I think first of all that because of its prosperity our culture has become very hedonistic and pleasure-oriented, and of course, sex is the ultimate pleasure. So naturally speaking, that's going to be a direction a lot of people are going. And then there's been an erosion of moral values in this country, over the past 20 or 30 years. What's really capped it all off is the Internet--because that's made pornography easily accessible to millions of people who wouldn't have perused it otherwise.
People who would be embarrassed to buy a porn magazine perhaps or go to an X-rated movie might privately access the Internet?
Right. And that's especially true with ministers. And there's a real problem in the ministry because of Internet porn.
Really? Do you have any ministers in your program?
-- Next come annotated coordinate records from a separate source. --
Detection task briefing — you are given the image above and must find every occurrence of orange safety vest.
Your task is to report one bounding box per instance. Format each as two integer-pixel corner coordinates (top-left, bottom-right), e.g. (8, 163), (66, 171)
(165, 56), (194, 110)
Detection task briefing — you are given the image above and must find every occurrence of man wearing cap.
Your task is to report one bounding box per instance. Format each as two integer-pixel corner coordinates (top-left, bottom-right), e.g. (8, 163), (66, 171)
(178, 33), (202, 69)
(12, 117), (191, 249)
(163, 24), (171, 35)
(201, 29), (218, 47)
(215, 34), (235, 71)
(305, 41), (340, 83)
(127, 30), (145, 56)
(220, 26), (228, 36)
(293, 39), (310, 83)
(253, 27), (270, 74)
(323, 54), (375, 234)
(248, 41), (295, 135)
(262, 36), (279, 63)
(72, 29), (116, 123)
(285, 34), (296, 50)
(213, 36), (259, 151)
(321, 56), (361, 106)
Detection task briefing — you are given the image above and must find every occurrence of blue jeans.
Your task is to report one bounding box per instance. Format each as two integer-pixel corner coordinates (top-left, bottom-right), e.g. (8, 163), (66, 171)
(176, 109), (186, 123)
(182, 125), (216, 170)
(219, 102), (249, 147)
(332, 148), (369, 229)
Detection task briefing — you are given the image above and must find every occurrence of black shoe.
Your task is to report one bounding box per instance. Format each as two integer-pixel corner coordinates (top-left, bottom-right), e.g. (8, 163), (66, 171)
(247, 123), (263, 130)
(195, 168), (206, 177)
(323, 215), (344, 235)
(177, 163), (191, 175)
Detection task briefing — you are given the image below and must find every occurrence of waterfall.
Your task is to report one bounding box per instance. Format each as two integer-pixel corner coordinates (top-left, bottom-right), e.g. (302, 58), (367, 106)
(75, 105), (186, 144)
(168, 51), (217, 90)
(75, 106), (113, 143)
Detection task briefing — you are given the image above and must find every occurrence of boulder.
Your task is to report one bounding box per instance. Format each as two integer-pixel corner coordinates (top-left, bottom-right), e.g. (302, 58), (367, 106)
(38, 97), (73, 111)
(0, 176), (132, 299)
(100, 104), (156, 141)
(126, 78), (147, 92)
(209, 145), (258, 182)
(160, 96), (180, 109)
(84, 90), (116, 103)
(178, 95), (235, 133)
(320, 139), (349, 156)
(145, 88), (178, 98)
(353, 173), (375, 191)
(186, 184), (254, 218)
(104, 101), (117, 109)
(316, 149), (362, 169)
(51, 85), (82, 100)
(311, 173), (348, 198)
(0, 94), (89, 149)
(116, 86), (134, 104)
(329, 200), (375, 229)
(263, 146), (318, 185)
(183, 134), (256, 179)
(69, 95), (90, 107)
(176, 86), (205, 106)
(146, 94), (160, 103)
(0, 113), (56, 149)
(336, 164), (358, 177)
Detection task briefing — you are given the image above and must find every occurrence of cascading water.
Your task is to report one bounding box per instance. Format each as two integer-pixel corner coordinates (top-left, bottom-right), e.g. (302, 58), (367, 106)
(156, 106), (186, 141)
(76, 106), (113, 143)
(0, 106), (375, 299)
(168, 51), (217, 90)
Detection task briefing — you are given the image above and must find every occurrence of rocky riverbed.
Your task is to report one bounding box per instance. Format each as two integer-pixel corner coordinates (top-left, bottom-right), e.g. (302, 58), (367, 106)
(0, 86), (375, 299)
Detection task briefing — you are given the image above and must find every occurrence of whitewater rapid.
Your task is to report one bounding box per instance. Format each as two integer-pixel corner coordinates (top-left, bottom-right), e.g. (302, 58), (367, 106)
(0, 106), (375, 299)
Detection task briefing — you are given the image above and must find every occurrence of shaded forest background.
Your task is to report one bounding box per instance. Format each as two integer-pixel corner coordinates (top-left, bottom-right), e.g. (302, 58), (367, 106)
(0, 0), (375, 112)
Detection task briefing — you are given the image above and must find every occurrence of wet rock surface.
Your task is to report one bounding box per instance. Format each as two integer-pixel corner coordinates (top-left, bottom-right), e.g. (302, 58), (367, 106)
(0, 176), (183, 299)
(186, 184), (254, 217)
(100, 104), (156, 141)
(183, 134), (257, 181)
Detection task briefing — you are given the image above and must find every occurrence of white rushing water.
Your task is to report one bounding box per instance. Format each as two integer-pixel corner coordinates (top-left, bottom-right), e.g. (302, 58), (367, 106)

Usually there are at least a half a dozen guys from the ministry. The ministry is in certain ways very conducive to it-it's high stress, you don't get paid a lot, and there's a lot of freedom with your time. Most ministers have computers. So all those things combined really set the stage for someone to get involved in it.
Could you tell me how you started Pure Life Ministries?
It's been going since January of '90. It only started with six guys, but now there's 53 men in the program at any given time. There are about 25 of us on staff, and all the counselors have been through the program themselves. The program is six to nine months long. We are located in Northern Kentucky in farmland, out in the middle of nowhere. I don't know how many men have gone through it. Hundreds for sure.
What are the steps in the treatment?
I know you're looking for a simple five-step plan, but I can't give it to you that way. First of all, their greatest need is for repentance. Something has to happen inside them to change their heart, and only God can do that. We at the ministry put a lot of emphasis on prayer and bible study, first for ourselves personally. So each person on staff is expected to spend at least a couple hours every morning in prayer and bible study.
There's a real spiritual emphasis and atmosphere there. So when these men come into that atmosphere full of confusion and darkness and perversion and hopelessness and despair, most of them are dramatically affected. Some men aren't. Some men just harden their hearts even more. They might even make it through the program, but usually they'll quit.
How successful is it?
We've figured that 85 percent graduate and make it through, and probably of those 80 or 90 percent of them go on to live in real victory. That doesn't mean that they don't have their struggles or even failures. But the grip and the hold of sin has been broken and the habit has been broken. And even though they might occasionally fall in some way .we live in a sexualized culture, so it's tough out there. And sometimes guys just blow it, but they get back on track and that's what they've been taught.
I was struck in your book by how many times you went forward and slipped back. It went on a really long time.
Well, I was completely by myself. No one that I knew of had battled through this thing. So I was just out in a sea, flailing about. I didn't know what I was doing and I didn't know even what to do. But these guys come into a program where it's structured. Most men who go through Pure Life don't flounder like I did because they are given a clear-cut path to stay on.